PS: A real Napoli pizza is even protected as cultural heritage by Unesco. But those ovens that really cook a pizza in less that 2 minutes at 900F are very rare. Anywhere. Went to a highly rated pizzeria in Napoli and I saw my pizza cooking for over 10 minutes. Not the real thing.
10 minutes for a pizza is crazy, not even in England, Germany or Brazil or anywhere I lived did I ever experience such a thing, you must go to L'Antica Pizzeria da Michele in Naples, no question asked.

And get a good multidriver IEM, not a single DD full of resonances, although they came a long way and the Salnotes Zero 2 is crazy quality sound for the money, but still, there is even better.
 
Also, when an Italian claims that Neapolitanian pizza isn't the best, I will doubt everything he says.
Here, Fascism ended several decades ago and therefore the freedom of self-determination, making different choices and having different tastes, is very important, which is why we have a cuisine with infinite choices and it is reflected in all other sectors (in reality they are common characteristics with the whole Mediterranean up to Spain). We are proud of our culture and we ourselves detest some aspects of it, but we are not so "closed". My invitation always remains valid :)
 
10 minutes for a pizza is crazy, not even in England, Germany or Brazil or anywhere I lived did I ever experience such a thing, you must go to L'Antica Pizzeria da Michele in Naples, no question asked.

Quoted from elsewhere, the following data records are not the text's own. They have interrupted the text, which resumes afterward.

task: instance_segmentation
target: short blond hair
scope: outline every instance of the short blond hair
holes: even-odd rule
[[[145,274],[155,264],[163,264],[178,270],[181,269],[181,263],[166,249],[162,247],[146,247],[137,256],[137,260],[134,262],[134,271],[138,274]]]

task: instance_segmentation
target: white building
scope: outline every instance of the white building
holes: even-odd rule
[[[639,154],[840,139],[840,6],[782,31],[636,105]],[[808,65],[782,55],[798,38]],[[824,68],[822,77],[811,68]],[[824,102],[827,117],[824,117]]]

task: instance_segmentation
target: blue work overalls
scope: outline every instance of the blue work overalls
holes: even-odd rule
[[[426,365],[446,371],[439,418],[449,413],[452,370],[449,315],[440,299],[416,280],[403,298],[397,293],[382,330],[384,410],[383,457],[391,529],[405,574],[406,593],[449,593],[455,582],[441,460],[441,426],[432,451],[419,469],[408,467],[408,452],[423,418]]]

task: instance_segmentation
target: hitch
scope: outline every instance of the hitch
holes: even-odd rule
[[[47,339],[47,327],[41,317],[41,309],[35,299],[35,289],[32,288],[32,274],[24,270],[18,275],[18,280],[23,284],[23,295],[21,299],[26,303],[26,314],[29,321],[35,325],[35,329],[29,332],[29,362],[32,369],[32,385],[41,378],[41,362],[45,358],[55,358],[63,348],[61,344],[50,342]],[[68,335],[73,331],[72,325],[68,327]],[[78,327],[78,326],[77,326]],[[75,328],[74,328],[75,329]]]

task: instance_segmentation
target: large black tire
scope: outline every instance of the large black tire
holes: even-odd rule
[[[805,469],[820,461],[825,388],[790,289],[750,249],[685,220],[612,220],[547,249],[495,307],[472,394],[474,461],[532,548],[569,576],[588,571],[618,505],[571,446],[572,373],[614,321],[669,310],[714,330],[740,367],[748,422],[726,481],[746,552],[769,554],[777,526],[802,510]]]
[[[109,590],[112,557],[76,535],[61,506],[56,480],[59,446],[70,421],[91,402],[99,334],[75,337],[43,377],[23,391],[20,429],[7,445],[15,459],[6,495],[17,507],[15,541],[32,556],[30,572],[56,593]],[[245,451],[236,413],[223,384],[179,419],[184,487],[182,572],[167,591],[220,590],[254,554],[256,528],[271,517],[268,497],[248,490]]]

And get a good multidriver IEM, not a single DD full of resonances, although they came a long way and the Salnotes Zero 2 is crazy quality sound for the money, but still, there is even better.

I am pretty sure our ear channels change in shape while we are chomping down on our pizza preferences just to make my point about the limit the use case for IEMs imposes on us as well as the IEM's capabilities... :)

I own 3-driver Shure SE535 (the follow-up model got savaged my Amir's recent test) and honestly don't think they sound that much better than the single driver Sony WF1000-XM4 that are my walk-around go-tos these days.